No Habla English, No Job

Ellena Arroyo

Businesses have no problem bridging the language gap when it comes to serving customers of varying language backgrounds and communities. When it comes to hiring practices however, it seems that there is sometimes a tendency to turn down prospective employees based on their native tongue or accented English. These kinds of practices are illegal and employees are protected under the law from discrimination based on their language or accent.

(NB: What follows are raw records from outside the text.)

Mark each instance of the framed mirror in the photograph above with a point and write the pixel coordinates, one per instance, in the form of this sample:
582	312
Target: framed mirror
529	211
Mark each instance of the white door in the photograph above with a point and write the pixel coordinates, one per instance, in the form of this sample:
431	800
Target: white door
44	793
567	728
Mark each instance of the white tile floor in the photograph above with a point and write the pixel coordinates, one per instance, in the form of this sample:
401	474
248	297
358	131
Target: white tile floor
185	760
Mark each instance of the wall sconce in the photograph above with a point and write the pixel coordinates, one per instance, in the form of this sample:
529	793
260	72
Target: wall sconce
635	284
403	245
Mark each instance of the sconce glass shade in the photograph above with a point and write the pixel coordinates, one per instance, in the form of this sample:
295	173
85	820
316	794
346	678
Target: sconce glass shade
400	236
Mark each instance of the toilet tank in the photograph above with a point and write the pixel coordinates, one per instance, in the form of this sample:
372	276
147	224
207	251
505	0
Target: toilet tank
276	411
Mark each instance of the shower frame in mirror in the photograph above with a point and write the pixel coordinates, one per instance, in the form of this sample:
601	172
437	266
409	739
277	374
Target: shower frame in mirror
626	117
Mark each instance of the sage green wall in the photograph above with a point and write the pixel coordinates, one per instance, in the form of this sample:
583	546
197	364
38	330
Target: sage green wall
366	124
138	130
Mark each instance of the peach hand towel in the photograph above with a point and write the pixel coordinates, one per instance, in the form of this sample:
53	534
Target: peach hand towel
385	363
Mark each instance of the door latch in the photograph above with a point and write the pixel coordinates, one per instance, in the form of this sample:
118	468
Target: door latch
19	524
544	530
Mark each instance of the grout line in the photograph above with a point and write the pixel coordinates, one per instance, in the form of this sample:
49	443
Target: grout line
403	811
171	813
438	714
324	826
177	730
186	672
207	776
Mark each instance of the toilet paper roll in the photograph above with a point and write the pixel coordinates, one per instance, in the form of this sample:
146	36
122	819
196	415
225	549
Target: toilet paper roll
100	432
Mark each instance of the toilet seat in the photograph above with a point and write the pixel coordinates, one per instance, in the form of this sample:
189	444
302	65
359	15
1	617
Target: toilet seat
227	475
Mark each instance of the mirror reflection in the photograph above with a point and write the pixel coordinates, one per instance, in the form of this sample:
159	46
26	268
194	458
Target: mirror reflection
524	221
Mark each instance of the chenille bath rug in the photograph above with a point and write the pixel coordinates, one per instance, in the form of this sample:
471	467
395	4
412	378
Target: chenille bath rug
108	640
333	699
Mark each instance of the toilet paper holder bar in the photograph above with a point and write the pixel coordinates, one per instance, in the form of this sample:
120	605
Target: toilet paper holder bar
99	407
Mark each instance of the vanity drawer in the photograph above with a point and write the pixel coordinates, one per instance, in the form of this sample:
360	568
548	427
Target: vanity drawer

“This is America, so speak American.” As confusing as that statement may be, many well meaning patriots believe that the United States only have room for one language, English. The reality of this country is that there are large communities of varying cultures that speak several languages and dialects. Though assimilation to American culture is a big part of any immigrant’s process, preserving their native culture and language is equally critical to maintaining a diverse society.

The law

The Equal Employment Opportunities Commission protects individuals from being discriminated against in the workplace because of their native language or other characteristics of speech, such as accent. Such discrimination can take the form of a “speak-English-only” policy in which employees are forbidden from speaking any language other than English at work and even during breaks.

Hiring practices

Language discrimination can also occur during the hiring process. An interviewing employer might turn down an interviewee who speaks fluent English stating they are not suitable for the position because they speak with a Spanish accent. Meanwhile another employee who speaks with a British accent is interviewed for the position. This is another example of language discrimination.

The Numbers

The Civil Rights Act of 1964 prohibits discrimination based on national origin. A survey done by the General Accounting Office of the United States found that job applicants who speak English with an accent were treated unfairly 31% more times than unaccented applicants. Another study conducted at the University of North Texas found that Human Resource Executives were more prone to placing U.S. speakers with strong regional accents in lower paying positions regardless of education level or experience. Participants asserted that the most displeasing accents were ones with a southern drawl or New Jersey.